Laughing all the way: Theatre department’s Christmas present is three comedic pieces

With performances of Shakespeare’s Much Ado About Nothing, local favorite Farley Family X-Mas and student-produced Holiday Night Live, comedy marks the month of December in the theatre department.

Much Ado About Nothing, the love story of the ever-bickering Beatrice and Benedick, is directed by John Graham. This time, it has been set during the Mexican Revolution. With guitarists, Spanish phrases and war-ready women, it is a unique production of this well-beloved classic.

The show’s strength lies in the acting. The actors portray their characters as highly expressive, both through word and body language. By using strong physicality to compliment the verbal humor, the plot becomes twice as funny and makes it easier to understand what is going on if one loses track of the Shakespearian language.

In addition, the costumes and set are carefully thought out and add a dimension of depth to the story. The bullet holes in the walls and the ammunition that both women and men carry at all times remind the audience that this is a time of war; and as they say, all’s fair in love and war.

“FARLEY FAMILY X-MAS is an antidote for the sugary saccharin holiday blues that a lot of people get into,” explained James Arrington, the creator and star of this one-man show. “Christmas is so wonderful, so warm, so sweet. You need something to punch you in the jaw and this is it.”

The show, has audiences returning year after year, features a cast of hilarious characters such as Aunt Pearl, Uncle Heber, Qweezel Dean the wrestler, Fayreen the cheerleader and little Tiffany with the big prayers.

In conjunction with the 20th anniversary of the show, Arrington is receiving the Ragan Theater Showcase Merit Award for his artistic excellence.

Holiday Night Live is musical theatre and Saturday Night Live mixed into a comedy fix that students can enjoy between studying for finals.
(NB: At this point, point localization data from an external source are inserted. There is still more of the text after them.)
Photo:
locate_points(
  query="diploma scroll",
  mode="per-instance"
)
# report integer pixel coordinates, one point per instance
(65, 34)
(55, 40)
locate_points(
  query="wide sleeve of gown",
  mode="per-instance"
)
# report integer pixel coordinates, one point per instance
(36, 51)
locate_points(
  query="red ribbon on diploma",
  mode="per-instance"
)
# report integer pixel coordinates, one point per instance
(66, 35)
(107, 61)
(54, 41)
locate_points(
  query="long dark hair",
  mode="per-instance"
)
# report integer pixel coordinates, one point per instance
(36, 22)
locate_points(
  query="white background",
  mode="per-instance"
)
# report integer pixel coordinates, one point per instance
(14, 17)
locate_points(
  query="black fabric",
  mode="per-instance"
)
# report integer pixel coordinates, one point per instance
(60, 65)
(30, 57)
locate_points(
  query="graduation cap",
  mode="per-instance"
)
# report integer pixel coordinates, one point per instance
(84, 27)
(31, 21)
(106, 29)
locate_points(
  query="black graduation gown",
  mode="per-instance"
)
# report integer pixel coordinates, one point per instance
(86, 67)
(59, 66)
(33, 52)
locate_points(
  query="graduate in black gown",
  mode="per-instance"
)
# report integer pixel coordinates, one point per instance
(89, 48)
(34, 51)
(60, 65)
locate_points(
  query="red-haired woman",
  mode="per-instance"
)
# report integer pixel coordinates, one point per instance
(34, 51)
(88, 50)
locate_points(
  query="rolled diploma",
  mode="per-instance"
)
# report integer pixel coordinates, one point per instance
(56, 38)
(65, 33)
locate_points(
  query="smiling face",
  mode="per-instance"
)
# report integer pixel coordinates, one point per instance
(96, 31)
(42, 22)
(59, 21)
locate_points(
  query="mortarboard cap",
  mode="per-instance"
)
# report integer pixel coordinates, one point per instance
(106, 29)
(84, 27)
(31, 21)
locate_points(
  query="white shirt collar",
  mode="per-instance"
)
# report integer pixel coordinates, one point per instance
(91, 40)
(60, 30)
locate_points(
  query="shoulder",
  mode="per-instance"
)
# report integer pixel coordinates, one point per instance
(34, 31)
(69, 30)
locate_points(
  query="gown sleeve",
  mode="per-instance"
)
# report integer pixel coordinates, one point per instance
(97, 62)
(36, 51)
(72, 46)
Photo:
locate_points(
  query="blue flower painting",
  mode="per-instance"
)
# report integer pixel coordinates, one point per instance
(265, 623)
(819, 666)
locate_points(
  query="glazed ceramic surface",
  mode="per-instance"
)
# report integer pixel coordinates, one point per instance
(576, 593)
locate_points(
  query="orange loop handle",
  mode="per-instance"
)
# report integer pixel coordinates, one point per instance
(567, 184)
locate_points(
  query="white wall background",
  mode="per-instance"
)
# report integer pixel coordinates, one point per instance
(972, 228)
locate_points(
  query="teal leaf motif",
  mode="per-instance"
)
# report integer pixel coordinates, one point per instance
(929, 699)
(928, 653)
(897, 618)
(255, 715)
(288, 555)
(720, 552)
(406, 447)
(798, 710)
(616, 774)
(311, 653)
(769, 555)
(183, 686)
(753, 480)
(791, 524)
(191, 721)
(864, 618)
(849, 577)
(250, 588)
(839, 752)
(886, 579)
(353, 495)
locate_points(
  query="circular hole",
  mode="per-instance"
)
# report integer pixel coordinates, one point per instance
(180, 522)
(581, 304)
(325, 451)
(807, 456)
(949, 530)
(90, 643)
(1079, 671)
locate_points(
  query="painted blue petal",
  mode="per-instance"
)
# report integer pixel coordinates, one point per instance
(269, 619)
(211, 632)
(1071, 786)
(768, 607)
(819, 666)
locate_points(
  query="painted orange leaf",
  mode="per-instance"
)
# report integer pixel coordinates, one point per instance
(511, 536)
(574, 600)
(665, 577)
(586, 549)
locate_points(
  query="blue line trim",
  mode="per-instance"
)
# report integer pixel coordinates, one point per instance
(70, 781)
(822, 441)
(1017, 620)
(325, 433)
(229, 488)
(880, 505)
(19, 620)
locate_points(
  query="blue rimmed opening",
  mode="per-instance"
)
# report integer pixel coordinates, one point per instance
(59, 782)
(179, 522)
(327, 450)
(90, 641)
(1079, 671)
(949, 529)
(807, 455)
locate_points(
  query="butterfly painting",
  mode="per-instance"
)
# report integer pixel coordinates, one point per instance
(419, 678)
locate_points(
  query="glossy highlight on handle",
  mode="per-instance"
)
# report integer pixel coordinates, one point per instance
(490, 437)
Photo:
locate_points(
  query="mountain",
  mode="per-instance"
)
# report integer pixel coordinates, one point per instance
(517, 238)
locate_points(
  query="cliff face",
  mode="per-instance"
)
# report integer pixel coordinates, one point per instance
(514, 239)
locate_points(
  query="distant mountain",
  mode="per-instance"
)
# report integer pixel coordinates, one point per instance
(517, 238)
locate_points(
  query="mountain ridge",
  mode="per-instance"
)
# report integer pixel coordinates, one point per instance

The vast majority of sketches are written by the students as part of a class that teaches them how to create a show from scratch.

“When they leave here … they know the process,” explained instructor Dave Tinney. “Because we all know comedy is the hardest thing to put together.”
According to Tinney, this year’s repertoire is well thought out and “really funny.” With a whole semester for workshopping and development, it is a promising run of a popular student favorite.